Current Guidance Previous Guidance — —- Adjusted EBITDA as adjusted $130 million to $140 million $115 million to $125 million Gross contract sales growth 2 percent to 4 percent 4 percent to 8 percent North America contract sales growth 12 percent to 14 percent n/a Adjusted net income $42 million to $47 million $37 million to $43 million Adjusted fully diluted earnings per share $1.17 to $1.31 $1.03 to $1.17 Adjusted free cash flow $130 million to 145 million $130 million to $145 million See schedule A-17 for a reconciliation of Adjusted EBITDA and adjusted free cash flow.
Third Quarter 2012 Earnings Conference Call
The company will hold a conference call at 10:00 a.m. EDT today to discuss these results. Participants may access the call by dialing (877) 941-0844 or (480) 629-9835 for international callers. A live webcast of the call will also be available in the Investor Relations section of the company’s website at http://www.marriottvacationsworldwide.com.
An audio replay of the conference call will be available for seven days and can be accessed at (800) 406-7325 or (303) 590-3030 for international callers. The replay passcode is 4564288. The webcast will also be available on the company’s website for 90 days following the call.

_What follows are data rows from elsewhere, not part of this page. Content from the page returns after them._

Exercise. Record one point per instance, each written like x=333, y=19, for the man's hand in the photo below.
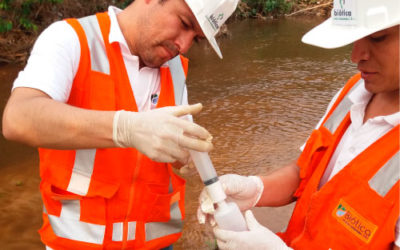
x=160, y=134
x=258, y=237
x=245, y=191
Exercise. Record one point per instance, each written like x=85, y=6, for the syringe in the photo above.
x=227, y=215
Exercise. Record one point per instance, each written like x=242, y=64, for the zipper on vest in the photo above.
x=130, y=201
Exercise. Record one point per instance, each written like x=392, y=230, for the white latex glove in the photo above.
x=160, y=134
x=258, y=237
x=245, y=191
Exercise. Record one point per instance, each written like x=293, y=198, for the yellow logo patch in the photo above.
x=354, y=222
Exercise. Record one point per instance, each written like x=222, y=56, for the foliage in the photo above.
x=21, y=13
x=29, y=15
x=268, y=7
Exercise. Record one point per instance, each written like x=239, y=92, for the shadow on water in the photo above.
x=260, y=103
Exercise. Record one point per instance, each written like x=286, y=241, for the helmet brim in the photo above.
x=329, y=36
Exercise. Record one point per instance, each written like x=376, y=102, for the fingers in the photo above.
x=251, y=221
x=223, y=237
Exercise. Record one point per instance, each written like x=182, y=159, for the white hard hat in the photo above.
x=352, y=20
x=211, y=14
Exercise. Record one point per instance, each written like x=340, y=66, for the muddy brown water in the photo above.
x=260, y=103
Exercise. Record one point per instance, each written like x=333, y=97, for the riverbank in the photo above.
x=17, y=42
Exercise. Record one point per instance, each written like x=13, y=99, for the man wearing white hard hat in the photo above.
x=346, y=179
x=93, y=97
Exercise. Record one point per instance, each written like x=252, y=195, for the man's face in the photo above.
x=167, y=29
x=377, y=57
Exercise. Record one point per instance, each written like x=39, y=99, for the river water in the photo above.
x=260, y=103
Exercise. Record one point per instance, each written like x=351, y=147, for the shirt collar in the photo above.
x=361, y=96
x=116, y=33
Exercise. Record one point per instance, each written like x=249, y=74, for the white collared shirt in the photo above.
x=55, y=57
x=358, y=136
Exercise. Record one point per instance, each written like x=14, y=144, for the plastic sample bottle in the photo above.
x=227, y=215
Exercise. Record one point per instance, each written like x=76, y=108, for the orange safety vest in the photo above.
x=356, y=209
x=113, y=198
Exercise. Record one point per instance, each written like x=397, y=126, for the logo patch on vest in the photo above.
x=354, y=222
x=154, y=99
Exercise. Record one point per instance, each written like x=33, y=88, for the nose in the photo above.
x=360, y=51
x=185, y=41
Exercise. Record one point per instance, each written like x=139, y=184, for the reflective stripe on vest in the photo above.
x=118, y=229
x=98, y=54
x=387, y=176
x=69, y=226
x=82, y=171
x=156, y=230
x=178, y=78
x=341, y=111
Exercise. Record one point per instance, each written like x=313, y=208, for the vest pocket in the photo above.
x=70, y=206
x=157, y=206
x=102, y=92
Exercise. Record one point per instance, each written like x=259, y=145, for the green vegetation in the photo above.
x=29, y=15
x=267, y=7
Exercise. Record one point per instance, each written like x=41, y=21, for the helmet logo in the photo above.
x=344, y=12
x=342, y=2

About Marriott Vacations Worldwide Corporation
Marriott Vacations Worldwide Corporation is the leading global pure-play vacation ownership company. Through a Spin-Off in late 2011, Marriott Vacations Worldwide was established as a separate, public company focusing primarily on vacation ownership experiences. Since entering the industry in 1984 as part of Marriott International, Inc., the company earned its position as a leader and innovator in vacation ownership products. The company preserves high standards of excellence in serving its customers, investors and associates while maintaining a long-term relationship with Marriott International. Marriott Vacations Worldwide offers a diverse portfolio of quality products, programs and management expertise with more than 60 resorts and more than 420,000 Owners and Members. Its brands include: Marriott Vacation Club, The Ritz-Carlton Destination Club and Grand Residences by Marriott. For more information, please visit http://www.marriottvacationsworldwide.com.

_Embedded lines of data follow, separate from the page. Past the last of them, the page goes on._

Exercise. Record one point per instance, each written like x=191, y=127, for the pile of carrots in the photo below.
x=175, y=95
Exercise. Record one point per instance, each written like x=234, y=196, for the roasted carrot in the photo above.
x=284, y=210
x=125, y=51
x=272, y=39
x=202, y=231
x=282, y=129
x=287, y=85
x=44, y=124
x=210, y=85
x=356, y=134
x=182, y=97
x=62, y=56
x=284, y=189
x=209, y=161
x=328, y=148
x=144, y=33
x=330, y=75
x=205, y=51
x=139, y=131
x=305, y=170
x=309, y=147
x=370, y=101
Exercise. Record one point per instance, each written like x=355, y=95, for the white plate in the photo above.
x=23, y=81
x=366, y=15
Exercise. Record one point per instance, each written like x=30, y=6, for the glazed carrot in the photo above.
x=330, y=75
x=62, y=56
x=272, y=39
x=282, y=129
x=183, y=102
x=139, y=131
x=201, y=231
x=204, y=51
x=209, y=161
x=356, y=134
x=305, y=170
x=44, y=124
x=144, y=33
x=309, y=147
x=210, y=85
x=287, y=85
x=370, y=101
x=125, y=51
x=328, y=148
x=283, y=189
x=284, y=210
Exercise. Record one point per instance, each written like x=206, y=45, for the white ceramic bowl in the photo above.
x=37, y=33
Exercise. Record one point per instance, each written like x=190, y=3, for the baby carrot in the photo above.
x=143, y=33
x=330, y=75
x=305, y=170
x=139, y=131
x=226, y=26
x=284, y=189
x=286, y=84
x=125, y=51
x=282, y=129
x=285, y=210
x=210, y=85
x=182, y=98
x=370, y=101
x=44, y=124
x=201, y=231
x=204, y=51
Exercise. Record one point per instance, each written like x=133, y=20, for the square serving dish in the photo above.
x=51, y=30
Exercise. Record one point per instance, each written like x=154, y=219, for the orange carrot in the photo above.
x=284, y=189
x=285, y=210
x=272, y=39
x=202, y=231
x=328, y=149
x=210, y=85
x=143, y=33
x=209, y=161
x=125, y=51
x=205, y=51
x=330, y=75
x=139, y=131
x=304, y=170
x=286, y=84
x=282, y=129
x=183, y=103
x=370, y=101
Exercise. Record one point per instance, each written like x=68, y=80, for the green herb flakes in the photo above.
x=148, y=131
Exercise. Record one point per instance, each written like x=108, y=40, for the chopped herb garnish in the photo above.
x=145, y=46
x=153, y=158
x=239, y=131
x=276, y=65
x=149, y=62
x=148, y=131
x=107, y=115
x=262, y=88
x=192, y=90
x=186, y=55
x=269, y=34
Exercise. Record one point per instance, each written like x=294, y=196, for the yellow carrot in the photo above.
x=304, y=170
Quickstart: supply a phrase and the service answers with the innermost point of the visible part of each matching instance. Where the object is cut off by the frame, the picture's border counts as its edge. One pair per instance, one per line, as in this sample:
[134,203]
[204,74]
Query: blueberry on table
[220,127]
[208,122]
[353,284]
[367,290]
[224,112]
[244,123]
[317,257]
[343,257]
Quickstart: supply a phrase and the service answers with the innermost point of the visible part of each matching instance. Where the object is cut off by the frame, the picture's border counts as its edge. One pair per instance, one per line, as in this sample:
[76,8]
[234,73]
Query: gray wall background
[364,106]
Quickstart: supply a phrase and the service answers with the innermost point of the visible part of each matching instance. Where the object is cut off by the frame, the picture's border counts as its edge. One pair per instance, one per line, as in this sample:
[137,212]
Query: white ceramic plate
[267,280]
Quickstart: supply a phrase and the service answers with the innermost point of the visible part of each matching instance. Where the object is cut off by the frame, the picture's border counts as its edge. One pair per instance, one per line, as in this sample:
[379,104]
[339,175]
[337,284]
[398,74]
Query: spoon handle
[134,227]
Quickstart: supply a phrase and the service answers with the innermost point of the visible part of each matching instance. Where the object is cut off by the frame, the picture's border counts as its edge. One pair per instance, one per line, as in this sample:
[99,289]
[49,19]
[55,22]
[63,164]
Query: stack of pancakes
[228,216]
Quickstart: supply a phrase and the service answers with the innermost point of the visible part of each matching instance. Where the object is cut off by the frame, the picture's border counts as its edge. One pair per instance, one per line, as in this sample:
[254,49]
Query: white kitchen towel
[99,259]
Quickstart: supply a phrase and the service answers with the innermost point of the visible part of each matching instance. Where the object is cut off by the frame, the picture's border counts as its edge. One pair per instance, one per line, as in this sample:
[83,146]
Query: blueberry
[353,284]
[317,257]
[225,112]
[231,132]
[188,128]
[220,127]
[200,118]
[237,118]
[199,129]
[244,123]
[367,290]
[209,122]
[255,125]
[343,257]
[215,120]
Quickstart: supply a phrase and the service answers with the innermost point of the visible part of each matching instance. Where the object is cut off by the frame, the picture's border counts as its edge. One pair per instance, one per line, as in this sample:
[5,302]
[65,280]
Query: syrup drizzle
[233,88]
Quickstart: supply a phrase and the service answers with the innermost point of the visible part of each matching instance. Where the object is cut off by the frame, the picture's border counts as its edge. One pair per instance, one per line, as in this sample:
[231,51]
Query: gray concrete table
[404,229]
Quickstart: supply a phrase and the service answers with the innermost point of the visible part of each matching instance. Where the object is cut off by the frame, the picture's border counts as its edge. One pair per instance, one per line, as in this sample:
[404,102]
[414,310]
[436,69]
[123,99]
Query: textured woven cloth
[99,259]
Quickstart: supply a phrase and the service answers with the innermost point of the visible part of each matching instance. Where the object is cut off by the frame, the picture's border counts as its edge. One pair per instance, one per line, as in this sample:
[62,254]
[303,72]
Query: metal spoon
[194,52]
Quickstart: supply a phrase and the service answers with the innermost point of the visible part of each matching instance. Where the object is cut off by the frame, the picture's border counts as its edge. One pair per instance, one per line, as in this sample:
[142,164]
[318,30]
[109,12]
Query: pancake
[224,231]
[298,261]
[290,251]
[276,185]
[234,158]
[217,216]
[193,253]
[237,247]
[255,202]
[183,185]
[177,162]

Note on forward-looking statements: This press release and accompanying schedules contain “forward-looking statements” within the meaning of federal securities laws, including statements about earnings trends, estimates, and assumptions, and similar statements concerning anticipated future events and expectations that are not historical facts. We caution you that these statements are not guarantees of future performance and are subject to numerous risks and uncertainties, including volatility in the economy and the credit markets, supply and demand changes for vacation ownership and residential products, competitive conditions; the availability of capital to finance growth, and other matters referred to under the heading “Risk Factors” contained in our Annual Report on 10-K for the year ended December 30, 2011 filed with the U.S. Securities and Exchange Commission (the “SEC”) and in subsequent SEC filings, any of which could cause actual results to differ materially from those expressed in or implied in this presentation. These statements are made as of October 18, 2012 and we undertake no obligation to publicly update or revise any forward-looking statement, whether as a result of new information, future events, or otherwise.